Als System habe ich derzeit ein Aopen Big Tower mit MSI board, AMD Athlon XP 2600, 1024MB Ram, eine Haupauge Nexus (rev.2.2) , eine Haupauge Nova, ein Raid-Controller HighPoint RocketRAID 454 (der soll nur die Festplatten ansprechen können, also kein Raidlevel) als Soundkarte dachte ich an eine Soundblaster Audigy, einen Pioner DVD Bernner und genügend Festplatten. Da das ganze dann mal nicht in meinem Zimmerchen stehen soll, sondern im Raum daneben (wegen der Laufgeräuche) , aber der PC ja sowieso an ist wollte ich noch folgende Features haben/nutzen : externes DVD Laufwerk/Brenner, die Möglichkeit ne Externe USB platte dran zu stöpseln, trotzdem Musik drüber hören, vdr soll über den Monitor wiedergegeben werden (sollte mit Kvdr laufen), natürlich auch das surfen möglich sein, die Möglichkeit mal ne Sicherheitskopie ner DVD zu machen und zu guter letzt sollte ich damit jedes gänige Medienformat (avi, mpeg, wmv, mp3, vob, bin, ...) abzuspielen können.  Das sollte ja alles machbar sein? Oder ? Da ich ja nun ein paar Anläufe unternommen habe mit der Installation frage ich mich welche "USE" flags sollte ich setzen? Ist  Alsa oder OSS besser geeignet für mich? Oder kann ich die einfach ert mal beide reinsetzen? Sorry habe leider noch keine Deutsche Beschreibung gefunden.  Was ich bisher für mich relevant fand ist = dvd dvb divx4linux xine mozilla cdr dvdr dvdread encode  Fällt euch noch was ein was ich hinzufügen sollte?

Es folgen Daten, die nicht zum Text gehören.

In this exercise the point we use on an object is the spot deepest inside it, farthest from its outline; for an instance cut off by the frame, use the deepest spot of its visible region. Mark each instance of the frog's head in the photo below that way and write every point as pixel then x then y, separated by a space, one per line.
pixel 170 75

Wie ist es besser mit meinem Raidcontroller schon vor der Inst. reinbauen oder nachträglich? (ändert sich dann eventuell die Bezeichnung der Platten?)  Bei dem was ich vorhabe sollte doch nen Stage 1 fällig sein? Oder habe ich hier ne Verständnissproblem?  

Ein kleines Verständnissproblem habe ich mit wine! Wie ist das um wine nutzen zu können muß ich windows und die entsprechenden Programme installiert haben? Oder geht das auch ohne Windows installation?

Als Drucker habe ich einen Canon MPC F600 vorrätig. Hat den jemand von euch am laufen? Wenn ich den noch mit einbauen könnte dann wäre das der Knüller ist jedoch erst mal nebensache! Ich hätte aber zur not noch nen D-Link Printserver da. Jedoch sind meine bisherigen Versuche den ans laufen bekommen immer fehl geschlagen.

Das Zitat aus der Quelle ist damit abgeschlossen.